泣いた映画(as of Jun.2006)

【6月6日特記】 先日「泣いた映画」というタイトルの一文をHPのほうに再掲したのだが、その後少し増えて生涯で7本になった。

  1. 『ソルジャー・ブルー』(ラルフ・ネルソン監督、1970年)
  2. 『あゝ野麦峠』(山本薩夫監督、1979年)
  3. 『クール・ランニング』(ジョン・タートルトーブ監督、1993年)
  4. 『フォレスト・ガンプ 一期一会』(ロバート・ゼメキス監督、1994年)
  5. 『トニー滝谷』(市川準監督、2005年)
  6. 『タッチ』(犬童一心監督、2005年)
  7. 『嫌われ松子の一生』(中島哲也監督、2006年)

上記の年号は製作年/公開年ではなく僕の鑑賞年である。TVやDVDで観たものは含めていない(もっとも、TVやDVDで泣いたことはないが)。

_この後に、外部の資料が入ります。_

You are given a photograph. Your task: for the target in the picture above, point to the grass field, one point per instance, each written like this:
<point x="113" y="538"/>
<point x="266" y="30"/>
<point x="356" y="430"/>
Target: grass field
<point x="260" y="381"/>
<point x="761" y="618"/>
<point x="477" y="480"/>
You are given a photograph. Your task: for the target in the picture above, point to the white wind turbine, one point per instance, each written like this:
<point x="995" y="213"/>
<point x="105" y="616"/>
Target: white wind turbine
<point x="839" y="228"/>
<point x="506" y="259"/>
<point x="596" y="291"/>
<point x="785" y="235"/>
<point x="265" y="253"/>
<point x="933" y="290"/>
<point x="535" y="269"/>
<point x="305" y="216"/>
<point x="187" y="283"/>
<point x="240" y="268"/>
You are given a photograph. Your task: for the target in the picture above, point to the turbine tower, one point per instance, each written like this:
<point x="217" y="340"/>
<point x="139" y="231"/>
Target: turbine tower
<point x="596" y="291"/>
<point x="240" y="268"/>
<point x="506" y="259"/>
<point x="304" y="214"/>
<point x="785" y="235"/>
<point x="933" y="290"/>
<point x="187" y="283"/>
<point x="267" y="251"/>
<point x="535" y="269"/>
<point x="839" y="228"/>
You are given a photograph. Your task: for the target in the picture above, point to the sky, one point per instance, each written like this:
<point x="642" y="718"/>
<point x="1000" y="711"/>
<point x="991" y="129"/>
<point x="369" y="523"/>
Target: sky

また、ここで「泣いた」と言うのは「涙が溢れて頬を伝って流れた」という意味に定義している。目がウルウルしても、睫毛が多少湿っても、表面張力が破れて涙が零れなければ「泣いた映画」には含めていない。

こうやって並べてみて改めて気づくのは、80年代は1回も泣いていないということだ。我ながら強い青年期であったようだ。それでも人生トータルでは映画館で観た映画の1%以上で涙を流している。

HPのほうの記事にも書いたことだが、「泣いた映画=良い映画」ではない。世の中にはそういう基準で映画の出来を測っている人もいるが、僕の場合は全く当てはまらない。

他人が泣きそうもない映画や泣きそうもないシーンで泣きそうになったり泣いたりしたことも少なくない。

きっかけがあれば人は泣けるのである。

それは映画の中の1シーンかもしれない。たった一言の台詞かもしれない。あるいは終盤のストーリーの行方かもしれない。だが、それはあくまできっかけに過ぎない。本当に人を泣かせる要素は映画の中にだけあるのではなく、むしろ自分の中にある場合が多いのではないだろうか? 僕はそんな風に思う。

そして、その要素が自分の内部のものであればあるほど、泣くことによって自分が浄化されるような気がする。とても不思議だ。

世の中には、本であれ映画であれ、ともかく泣けるものばかりを好む人がいるが、僕には全く当てはまらない。

他人が泣くはずのない映画や泣くはずのないシーンで不意に流れ出した涙の温かさで僕は何かに気づくのである。その何かが何なのかは明確には言えないのだが、もしかしたらそれは他ならぬ「自分」に気づくということなのかもしれない。